A change for the worse is creeping closer. Luckily this time I see it coming. Someone that's going to ruin my life again as contacted me today. We were friends in highschool and most of college. He is a bad influence to the extent that leaves me on the street and as a outcast( my dreadful unforgivin past). He is someone that does things up until the bitter limit. Keeps me past my curfew and doesn't let me do my responsibilities.
After we were split by, what again, is guaranteed when following what his mind finds acceptable. Unstoppable with my weak nature.
I need a way to let him leave me alone for good.

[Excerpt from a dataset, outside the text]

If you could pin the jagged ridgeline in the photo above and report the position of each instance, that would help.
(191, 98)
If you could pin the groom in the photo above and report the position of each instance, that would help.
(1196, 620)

When he contacted me, my mom answered. He didnt represent himself and got through to me. I lowered my voice to keep from a bad situation since my parents allready made it clear to us that he is to stay far away from me. I made my mind a long time ago that I would tell him off immediately. But what happened was that I told him that he knew he isn't allowed to even phone me. And that I'm not well and pretty much garded in every aspect of what people my age are allowed to. I took his phone number since, get this: he couldnt stay on the line so I had to phone him. He's used to lending money from me and getting me to phone him. Wasting my time as long as his time allows. Before we put the phones down I told him he'd have to be patient since I'm not allowed to phone him and I would see what I could do.
Wish it was easier to tell someone to leave me alone. He's bad news and I know it, deeply.
Pitiful what I did. I just feel hurt and can't seem to hurt someone else even when it's necessary.
About the best plan I tought of yet is to let my dad tell him face to face again to leave me be. It would be the simplest to just try to hurt him in anyway to let him understand that I dont want anything to do with him.
Anything from you people would be of great help. Hopefully gaining a secure future and a path that I choose by my own.
It's just that I know I'm a weak person, even in these desperate times.